This show is a particularly frustrating one, as it was based on a classic novel and film that should have made a wonderful musical. But while there are those who enjoyed the show, the nearly unanimous verdict at the time was that it fell far short of its source material.
Firstly, the show was simply unwilling to expand its running time to accommodate the novel’s rich narrative, or to grapple with the sheer brutal intensity of the original source. The famous film version, fine and touching as it was, already abbreviated and softened the original novel’s relentlessly bleak and honest narrative, and the musical takes that process much further, cramming what remains of the story into a rushed book that tries to fit too much plot into too little stage time and loses most of the novel and film’s emotional impact.
In addition, the score fails to do justice to the story’s dramatic possibilities. Written by a trio of songwriters who all came from a pop background (including Brenda “Piano in the Dark” Russell), it does feature a few enjoyable numbers in a pop vein, such as the feisty “Hell No”, or the sweet duet “What About Love?”, or the lovely title song. But a show with a plot this dark and dire requires a score with real emotional weight, and the songwriters here are completely at a loss when musicalizing scenes of parental rape or spousal abuse.
For example, the generic gospel song that opens the show, “Mysterious Ways”, is a completely inadequate opening for this kind of story, far too empty and clichéd to set the tone properly or indeed do anything but provide a cheap burst of uptempo energy. Much of the material is simply goofy, such as a series of choruses for a trio of gossips that sound like a bad parody of The Music Man, or the embarrassing “Big Dog”, or the unfunny comedy duet “Any Little Thing”. There’s even an extended sequence at the beginning of Act Two that rips off The Lion King with faux-African chanting. And the climactic song of triumph for Celie, “I’m Here”, comes off as a generic power ballad and completely fails to do justice to the end of her emotional journey.

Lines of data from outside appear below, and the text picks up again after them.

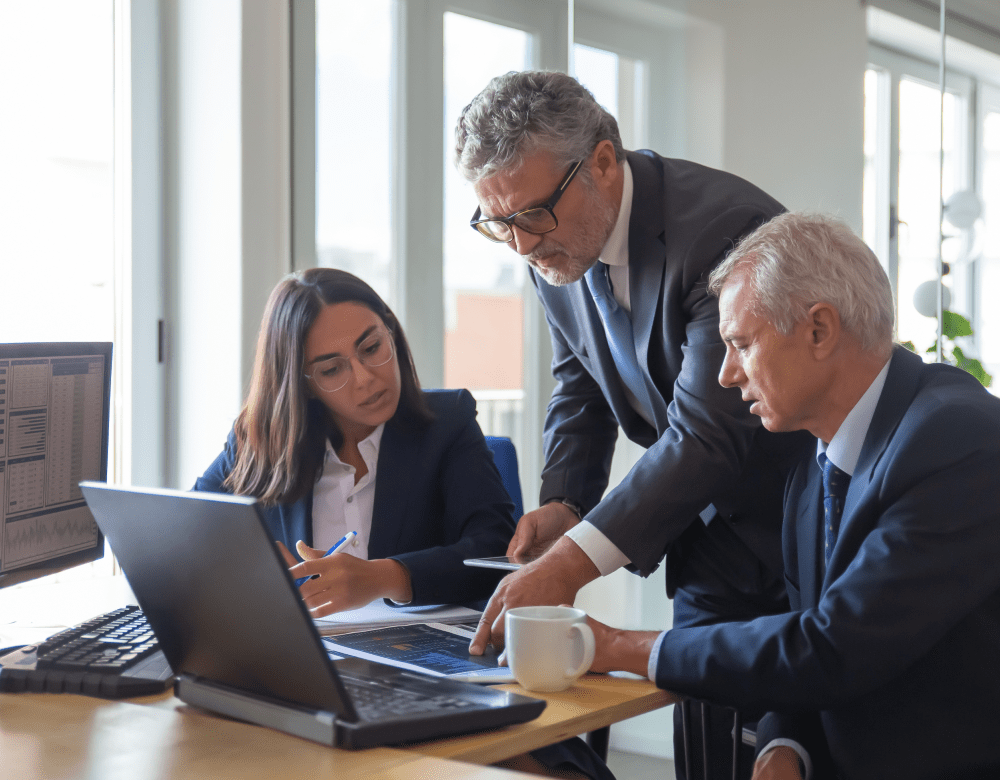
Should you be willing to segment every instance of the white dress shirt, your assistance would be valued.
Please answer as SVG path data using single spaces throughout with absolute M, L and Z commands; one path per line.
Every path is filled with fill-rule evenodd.
M 628 161 L 622 163 L 624 170 L 624 181 L 622 182 L 622 202 L 618 208 L 618 219 L 608 236 L 604 249 L 601 250 L 599 262 L 608 266 L 608 277 L 611 279 L 612 293 L 619 306 L 625 311 L 632 312 L 632 299 L 629 295 L 628 286 L 628 223 L 632 217 L 632 169 Z M 652 424 L 649 419 L 649 412 L 639 403 L 631 390 L 622 382 L 622 389 L 628 399 L 629 406 L 644 419 Z M 573 496 L 566 496 L 572 499 Z M 621 550 L 615 546 L 607 536 L 594 526 L 584 520 L 577 523 L 567 533 L 570 539 L 583 550 L 587 557 L 594 562 L 601 574 L 610 574 L 616 569 L 627 565 L 630 561 Z
M 313 547 L 326 552 L 345 534 L 357 531 L 355 543 L 341 552 L 368 559 L 368 538 L 375 509 L 375 471 L 384 429 L 383 423 L 358 443 L 358 451 L 368 467 L 368 473 L 357 484 L 354 484 L 357 469 L 338 458 L 327 442 L 323 473 L 313 489 Z

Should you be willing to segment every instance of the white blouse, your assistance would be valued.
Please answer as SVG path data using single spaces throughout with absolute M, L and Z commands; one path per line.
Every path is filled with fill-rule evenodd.
M 356 485 L 354 474 L 357 470 L 338 458 L 330 442 L 327 442 L 323 473 L 313 489 L 313 547 L 326 552 L 344 534 L 357 531 L 355 543 L 341 552 L 368 559 L 368 538 L 375 509 L 375 469 L 384 429 L 383 423 L 358 444 L 368 473 Z

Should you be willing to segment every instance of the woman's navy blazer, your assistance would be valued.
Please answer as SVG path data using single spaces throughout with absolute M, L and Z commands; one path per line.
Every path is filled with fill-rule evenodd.
M 465 566 L 465 558 L 504 555 L 514 533 L 513 504 L 476 422 L 467 390 L 429 390 L 434 420 L 414 429 L 394 417 L 379 446 L 368 557 L 393 558 L 410 572 L 414 605 L 469 604 L 488 598 L 502 571 Z M 194 489 L 228 492 L 235 435 Z M 289 550 L 312 546 L 312 491 L 264 509 L 273 537 Z

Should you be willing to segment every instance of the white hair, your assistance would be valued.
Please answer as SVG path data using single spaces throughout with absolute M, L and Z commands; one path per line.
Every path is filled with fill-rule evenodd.
M 893 301 L 878 258 L 843 222 L 819 214 L 780 214 L 743 238 L 709 276 L 718 295 L 737 269 L 748 281 L 758 314 L 781 334 L 816 303 L 837 309 L 844 330 L 868 352 L 892 346 Z

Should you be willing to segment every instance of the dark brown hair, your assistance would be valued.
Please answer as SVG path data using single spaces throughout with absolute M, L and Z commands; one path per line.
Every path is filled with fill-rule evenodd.
M 401 381 L 392 419 L 422 426 L 433 418 L 403 329 L 378 293 L 336 268 L 290 274 L 264 310 L 250 389 L 234 426 L 236 462 L 223 483 L 228 490 L 265 504 L 298 501 L 319 477 L 327 439 L 335 450 L 343 444 L 327 408 L 311 397 L 302 365 L 306 336 L 320 311 L 348 302 L 371 309 L 392 334 Z

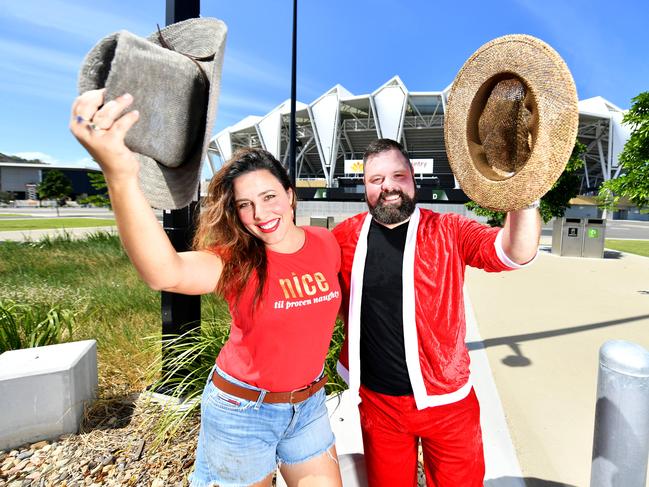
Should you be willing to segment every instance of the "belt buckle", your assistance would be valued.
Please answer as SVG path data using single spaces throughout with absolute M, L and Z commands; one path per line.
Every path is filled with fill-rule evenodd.
M 311 394 L 308 394 L 307 397 L 305 399 L 302 399 L 301 401 L 298 401 L 297 398 L 294 398 L 293 394 L 297 394 L 297 393 L 304 392 L 304 391 L 309 391 L 312 386 L 313 386 L 313 384 L 309 384 L 308 386 L 303 387 L 302 389 L 294 389 L 294 390 L 292 390 L 291 393 L 288 396 L 288 402 L 290 404 L 295 404 L 295 403 L 298 403 L 298 402 L 305 401 L 306 399 L 311 397 Z
M 289 395 L 288 395 L 288 403 L 289 403 L 289 404 L 295 404 L 295 403 L 293 402 L 293 393 L 294 393 L 294 392 L 297 392 L 297 390 L 291 391 L 291 392 L 289 393 Z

The real tragedy is that the story of the novel and film is one of the great works of fiction of our time, powerful and inspirational, and it could have made a magnificent musical if given a book and score of sufficient weight and quality to do justice to its seriousness. What they should have done is hired Flaherty and Ahrens, who had already proved they could handle similar material with Ragtime, and who would do a similar musical the same year, Dessa Rose, that, while not entirely successful, was observed by many critics to have the dramatic spark The Color Purple lacked. But Oprah Winfrey, who had played a supporting role in the movie and who masterminded the musical’s production, was determined that the entire creative team be Black for symbolic reasons. And since there were no Black composers of any note working on Broadway at the time, she hired three Pop songwriters with no experience writing for the theater, and the rest is history.
An extremely strong revival cast and the current political climate on Broadway led to a revival of this show ten years later being much better received than the original production. But this is still a mediocre and terribly disappointing show, continually relying on dynamic performers to communicate the drama that the composition fails to deliver, and its initial reception was far more deserved that the one given to its latest production. And when the current craze for political correctness passes, I imagine the show’s seeming vindication by history will fade with it, because while the show may be modestly entertaining in its way, no-one going into this show with an unbiased viewpoint and any familiarity with the source material could deny how short it falls of its illustrious source.